Data Docs in Azure ADLS $web subdirectory not working

Hi Rachel,

thank you for your additional reply. I first installed the latest version 0.18.10 on my Databricks cluster.
As you suggested, I’ve changed the SimpleCheckpoint to a regular Checkpoint.

context.add_or_update_checkpoint(
        name = onboarding_checkpoint_name,
        batch_request=batch_request,
        expectation_suite_name=onboarding_suite_name,
    )

Furthermore, I experimented a bit with the parameters container, prefix, and filepath_prefix.

When using this setting:

"container": "\\$web", 
"prefix": "ct10/", 
"filepath_prefix": "ct10/",

and execute the following checkpoint
datasources_block_checkpoint_result = context.get_checkpoint(“onboarding_checkpoint_name").run()
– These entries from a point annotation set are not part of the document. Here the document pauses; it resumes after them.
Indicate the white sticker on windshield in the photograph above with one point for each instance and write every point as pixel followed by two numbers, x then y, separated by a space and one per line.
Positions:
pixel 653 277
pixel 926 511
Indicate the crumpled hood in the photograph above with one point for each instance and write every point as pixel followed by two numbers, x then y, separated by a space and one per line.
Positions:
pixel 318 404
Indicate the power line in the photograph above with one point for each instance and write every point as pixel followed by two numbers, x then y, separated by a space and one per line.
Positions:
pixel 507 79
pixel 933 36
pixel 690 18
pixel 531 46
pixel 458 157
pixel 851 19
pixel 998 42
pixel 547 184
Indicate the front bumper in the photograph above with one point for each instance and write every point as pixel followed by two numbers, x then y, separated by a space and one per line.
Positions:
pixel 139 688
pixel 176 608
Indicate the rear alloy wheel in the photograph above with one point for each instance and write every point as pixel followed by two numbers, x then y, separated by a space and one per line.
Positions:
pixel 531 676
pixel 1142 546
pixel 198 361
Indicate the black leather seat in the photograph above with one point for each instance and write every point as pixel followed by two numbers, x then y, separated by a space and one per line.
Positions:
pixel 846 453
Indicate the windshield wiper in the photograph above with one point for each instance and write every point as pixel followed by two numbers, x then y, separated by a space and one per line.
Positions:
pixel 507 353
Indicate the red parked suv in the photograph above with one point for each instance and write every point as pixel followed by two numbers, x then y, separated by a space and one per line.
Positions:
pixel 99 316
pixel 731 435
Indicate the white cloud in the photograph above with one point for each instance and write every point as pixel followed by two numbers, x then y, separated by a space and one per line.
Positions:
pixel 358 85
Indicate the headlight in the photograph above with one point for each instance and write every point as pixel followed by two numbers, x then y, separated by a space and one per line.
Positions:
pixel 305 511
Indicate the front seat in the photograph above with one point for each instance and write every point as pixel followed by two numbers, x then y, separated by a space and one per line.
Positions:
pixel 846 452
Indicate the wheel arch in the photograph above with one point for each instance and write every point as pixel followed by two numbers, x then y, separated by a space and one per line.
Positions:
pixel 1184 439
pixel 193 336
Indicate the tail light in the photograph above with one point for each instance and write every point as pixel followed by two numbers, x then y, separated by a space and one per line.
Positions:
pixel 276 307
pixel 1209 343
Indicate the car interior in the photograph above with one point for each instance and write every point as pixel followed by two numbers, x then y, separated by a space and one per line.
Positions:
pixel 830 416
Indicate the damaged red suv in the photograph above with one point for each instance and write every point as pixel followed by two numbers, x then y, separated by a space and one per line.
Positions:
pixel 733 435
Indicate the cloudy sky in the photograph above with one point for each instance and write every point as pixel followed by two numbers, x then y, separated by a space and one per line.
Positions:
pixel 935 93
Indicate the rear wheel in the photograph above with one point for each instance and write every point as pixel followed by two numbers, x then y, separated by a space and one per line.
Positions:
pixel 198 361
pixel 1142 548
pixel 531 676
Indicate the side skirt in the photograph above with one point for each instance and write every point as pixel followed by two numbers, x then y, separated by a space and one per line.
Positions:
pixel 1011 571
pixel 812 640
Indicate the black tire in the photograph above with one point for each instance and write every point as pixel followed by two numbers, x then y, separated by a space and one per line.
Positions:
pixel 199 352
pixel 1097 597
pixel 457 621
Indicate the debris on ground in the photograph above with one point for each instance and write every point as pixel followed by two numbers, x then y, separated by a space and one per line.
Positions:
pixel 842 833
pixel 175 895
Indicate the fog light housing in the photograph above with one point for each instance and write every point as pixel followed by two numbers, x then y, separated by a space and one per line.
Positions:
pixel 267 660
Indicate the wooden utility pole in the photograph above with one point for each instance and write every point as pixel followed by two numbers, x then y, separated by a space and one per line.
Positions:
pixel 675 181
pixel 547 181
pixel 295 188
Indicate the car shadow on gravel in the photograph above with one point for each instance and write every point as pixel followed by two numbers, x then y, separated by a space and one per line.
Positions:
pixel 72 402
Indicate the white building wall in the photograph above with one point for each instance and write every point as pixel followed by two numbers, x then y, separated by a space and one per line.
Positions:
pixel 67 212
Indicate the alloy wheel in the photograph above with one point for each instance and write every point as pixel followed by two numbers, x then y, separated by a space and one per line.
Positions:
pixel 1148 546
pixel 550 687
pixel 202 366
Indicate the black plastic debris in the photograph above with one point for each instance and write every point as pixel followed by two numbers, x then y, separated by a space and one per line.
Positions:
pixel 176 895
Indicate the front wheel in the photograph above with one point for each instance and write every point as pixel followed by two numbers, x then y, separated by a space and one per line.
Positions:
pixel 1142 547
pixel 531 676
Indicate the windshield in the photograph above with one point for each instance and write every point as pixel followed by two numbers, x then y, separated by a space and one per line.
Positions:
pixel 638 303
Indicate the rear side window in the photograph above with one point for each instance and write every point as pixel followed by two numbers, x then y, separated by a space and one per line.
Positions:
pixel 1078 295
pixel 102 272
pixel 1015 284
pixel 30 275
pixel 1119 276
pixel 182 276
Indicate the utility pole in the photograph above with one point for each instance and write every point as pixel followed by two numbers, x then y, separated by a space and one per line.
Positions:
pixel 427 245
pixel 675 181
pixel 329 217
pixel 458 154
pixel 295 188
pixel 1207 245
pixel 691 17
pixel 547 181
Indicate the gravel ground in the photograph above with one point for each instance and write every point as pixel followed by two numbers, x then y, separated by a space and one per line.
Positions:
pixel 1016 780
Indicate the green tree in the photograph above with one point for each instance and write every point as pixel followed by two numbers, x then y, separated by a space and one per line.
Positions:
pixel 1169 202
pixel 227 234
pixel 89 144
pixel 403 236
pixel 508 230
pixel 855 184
I get the following error message:
great_expectations.exceptions.exceptions.StoreBackendError: Unable to initialize TupleStoreBackend: filepath_prefix may not end with a forbidden substring. Current forbidden substrings are ['/', '\\']

For all other variants with no slash at the end of filepath_prefix I got a tracelog like in error-message-1.

I forked the code it in Git from version 0.18.x and tried to narrow down the error in VSCode.
Unfortunately, this was beyond my current programming skills. :blush:

But I’ve found that the GX code is quite capable of writing “something” to the ADLS container with these parameters. However, as follows.

When I use this settings

"container":  "\$web",
#"prefix": "ct10/",
#"filepath_prefix": "ct10",

files are being written as shown in Pic1 marked in yellow.
GX puts files in subdirecories like expectations and validations and an creates an index.html you can open in the browser to see the results and the links in these .html-files are working properly.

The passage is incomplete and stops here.